Sophrops laticeps

Scientific classification
- Kingdom: Animalia
- Phylum: Arthropoda
- Clade: Pancrustacea
- Class: Insecta
- Order: Coleoptera
- Suborder: Polyphaga
- Infraorder: Scarabaeiformia
- Family: Scarabaeidae
- Genus: Sophrops
- Species: S. laticeps
- Binomial name: Sophrops laticeps (Moser, 1913)
- Synonyms: Microtrichia laticeps Moser, 1913;

= Sophrops laticeps =

- Genus: Sophrops
- Species: laticeps
- Authority: (Moser, 1913)
- Synonyms: Microtrichia laticeps Moser, 1913

Species of beetle

Sophrops laticeps is a species of beetle of the family Scarabaeidae. It is found in Indonesia (Java).

== Description ==
Adults reach a length of about 15 mm. They are similar to Sophrops rugulosus, but distinguished by a different formation of the clypeus. The head is coarsely and densely punctate, the clypeus broadens from the base to the middle, its anterior angles are rounded, its anterior margin is arcuately emarginate. The pronotum is moderately densely, rather strongly punctate, the lateral margins are very weakly crenate, and there is a weak marginal ridge on both sides of the posterior margin.
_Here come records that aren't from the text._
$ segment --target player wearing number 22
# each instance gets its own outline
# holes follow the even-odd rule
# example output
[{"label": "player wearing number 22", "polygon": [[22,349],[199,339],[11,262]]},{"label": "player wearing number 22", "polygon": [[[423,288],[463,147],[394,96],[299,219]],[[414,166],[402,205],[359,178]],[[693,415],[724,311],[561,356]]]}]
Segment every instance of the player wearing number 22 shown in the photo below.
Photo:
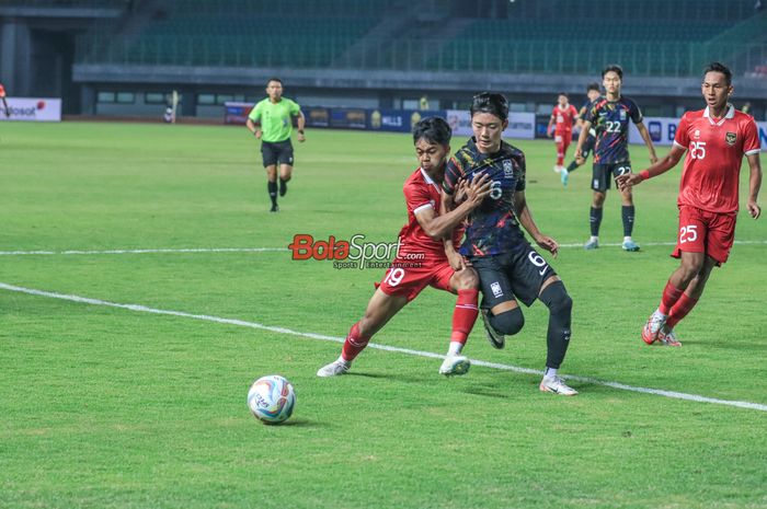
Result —
[{"label": "player wearing number 22", "polygon": [[674,326],[698,302],[713,267],[726,262],[735,238],[743,155],[751,169],[746,208],[754,219],[762,213],[756,204],[762,185],[759,136],[754,118],[728,103],[733,92],[730,69],[710,63],[701,91],[706,109],[682,117],[668,155],[638,174],[618,177],[621,188],[631,187],[667,172],[687,151],[677,198],[679,232],[672,254],[680,264],[642,329],[646,344],[682,346]]},{"label": "player wearing number 22", "polygon": [[460,204],[457,190],[461,182],[491,178],[490,195],[468,217],[460,248],[480,277],[488,339],[503,348],[504,335],[518,333],[525,324],[517,300],[529,306],[540,299],[549,308],[548,356],[540,390],[577,394],[558,375],[570,344],[572,300],[519,228],[522,224],[539,246],[557,256],[557,242],[538,230],[525,199],[525,154],[501,139],[508,126],[508,103],[501,94],[483,92],[473,97],[470,113],[474,136],[447,163],[443,205],[451,210]]},{"label": "player wearing number 22", "polygon": [[[642,123],[642,113],[637,103],[629,97],[620,95],[623,82],[623,70],[620,66],[607,66],[602,71],[602,84],[605,86],[605,96],[592,103],[586,112],[581,136],[577,139],[575,159],[579,164],[583,164],[583,151],[588,130],[594,127],[596,130],[596,146],[594,147],[594,172],[592,177],[592,189],[594,196],[592,208],[588,213],[592,236],[584,247],[594,250],[599,247],[599,225],[602,224],[603,207],[607,189],[610,188],[611,177],[617,177],[623,173],[631,173],[631,161],[629,160],[629,120],[637,125],[644,144],[650,151],[650,162],[657,161],[655,148],[648,132],[648,128]],[[623,220],[623,251],[639,251],[639,245],[631,239],[634,221],[634,206],[631,189],[621,192],[621,217]]]},{"label": "player wearing number 22", "polygon": [[348,371],[370,337],[427,286],[458,294],[450,344],[439,373],[463,374],[470,367],[469,359],[460,352],[479,314],[479,279],[456,251],[462,235],[461,229],[456,227],[488,196],[490,183],[485,177],[463,185],[461,193],[467,196],[463,204],[440,215],[439,183],[450,153],[450,126],[442,118],[424,118],[413,129],[413,142],[421,166],[403,186],[408,224],[400,231],[397,257],[381,284],[376,285],[365,315],[352,325],[341,357],[321,368],[318,377],[335,377]]}]

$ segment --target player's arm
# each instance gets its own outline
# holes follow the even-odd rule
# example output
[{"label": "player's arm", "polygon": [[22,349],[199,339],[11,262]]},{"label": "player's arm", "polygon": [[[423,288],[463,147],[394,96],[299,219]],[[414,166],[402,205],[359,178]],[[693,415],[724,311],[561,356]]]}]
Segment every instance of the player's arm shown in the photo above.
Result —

The scutellum is sparsely punctate. The elytra are weakly wrinkled, umbilicately punctate, and the ribs are weakly prominent. The pygidium is moderately densely covered with umbilicate punctures, and a narrow anterior margin is dull. The punctation of the underside is fine and sparse. On the sides, scattered spots bear short setae and the penultimate abdominal segment shows fine, thin hairs.